I think we tend to overemphasize the differences between slightly older and the latest cameras. The R6 is a fantastic camera, but so is the Canon 5D Mark III. The biggest difference is that it takes less skill to nail focus with the R6 than the 5DIII. For many of us, our "hit rate" in terms of nailing AF will be higher with the newer camera, especially if we aren't AFMA gurus who know how and are willing to spend the time to dial in each of our lenses, sometimes differently for specific subject distances, using the DLSR's PDAF system. Both are capable of talking fantastic images.

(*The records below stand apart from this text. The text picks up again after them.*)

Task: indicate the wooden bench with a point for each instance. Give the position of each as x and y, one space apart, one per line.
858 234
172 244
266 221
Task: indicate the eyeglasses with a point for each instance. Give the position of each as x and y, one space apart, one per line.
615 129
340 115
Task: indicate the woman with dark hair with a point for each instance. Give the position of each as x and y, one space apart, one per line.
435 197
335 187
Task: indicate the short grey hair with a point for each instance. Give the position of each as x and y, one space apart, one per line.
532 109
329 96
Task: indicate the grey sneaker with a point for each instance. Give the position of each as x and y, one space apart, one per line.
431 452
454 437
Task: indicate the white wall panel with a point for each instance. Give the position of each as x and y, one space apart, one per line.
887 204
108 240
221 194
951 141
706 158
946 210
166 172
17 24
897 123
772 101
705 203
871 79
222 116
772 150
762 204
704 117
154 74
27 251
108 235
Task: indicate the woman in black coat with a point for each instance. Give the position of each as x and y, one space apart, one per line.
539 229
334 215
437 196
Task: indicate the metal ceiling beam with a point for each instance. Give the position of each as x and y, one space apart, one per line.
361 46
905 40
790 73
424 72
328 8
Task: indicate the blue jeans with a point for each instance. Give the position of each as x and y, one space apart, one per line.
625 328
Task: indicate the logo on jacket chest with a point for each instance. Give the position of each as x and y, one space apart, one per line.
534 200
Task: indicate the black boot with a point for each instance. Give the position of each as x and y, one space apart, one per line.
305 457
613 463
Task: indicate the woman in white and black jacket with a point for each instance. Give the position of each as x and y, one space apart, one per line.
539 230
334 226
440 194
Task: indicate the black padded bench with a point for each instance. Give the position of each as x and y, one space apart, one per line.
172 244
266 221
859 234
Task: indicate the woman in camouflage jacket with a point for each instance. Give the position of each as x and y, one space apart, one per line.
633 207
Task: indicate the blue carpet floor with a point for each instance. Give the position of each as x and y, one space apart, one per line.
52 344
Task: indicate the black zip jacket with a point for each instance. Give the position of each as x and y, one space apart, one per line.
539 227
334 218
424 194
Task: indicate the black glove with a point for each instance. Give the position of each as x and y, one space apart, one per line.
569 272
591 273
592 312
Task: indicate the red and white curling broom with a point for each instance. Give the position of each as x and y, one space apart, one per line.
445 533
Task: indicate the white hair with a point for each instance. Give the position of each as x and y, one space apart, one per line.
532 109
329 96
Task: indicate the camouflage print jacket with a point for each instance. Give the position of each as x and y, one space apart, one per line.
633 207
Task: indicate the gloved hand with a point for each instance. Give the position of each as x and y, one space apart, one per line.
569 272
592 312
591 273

From my answer to Does the camera matter?:
All cameras, lenses, and other photographic devices have limitations. Even the latest, greatest, most expensive model that is often marketed in a way that tries to convince you every physical imaging problem has been completely solved (but only by this specific model) has limitations. If you'll wait until the next latest, greatest, most expensive model is introduced, the marketers of that newer camera (or lens, or flash, etc.) will then tell you what the issues were with the older model they previously tried to pass of as the ultimate camera (or lens, or flash, etc.) of all time because they will then be claiming to have solved that issue with the newest model!
There's an old saying that has been around photography for a very long time:
Gear doesn't matter.
It's certainly true, but it is only half the truth. The rest of the truth is this:
Gear doesn't matter - until it does.
When the technical capabilities of your gear are not up to the task for the shots you want to capture, then and only then will the gear matter.
Thousands upon thousands of fantastic photos have been taken at weddings using the Canon EOS 5D Mark III by a large enough number of photographers that we can safely say the camera is certainly capable of performing admirably at weddings. Don't sell it short just because you've got another camera that is a little better. Use each respective body where its strengths are leveraged and weaknesses are minimized, I think you're on the right track with using the wider angle 35mm on the 5D Mark III and using a longer lens on the R6, where focus accuracy (the strength of the R6) is more critical.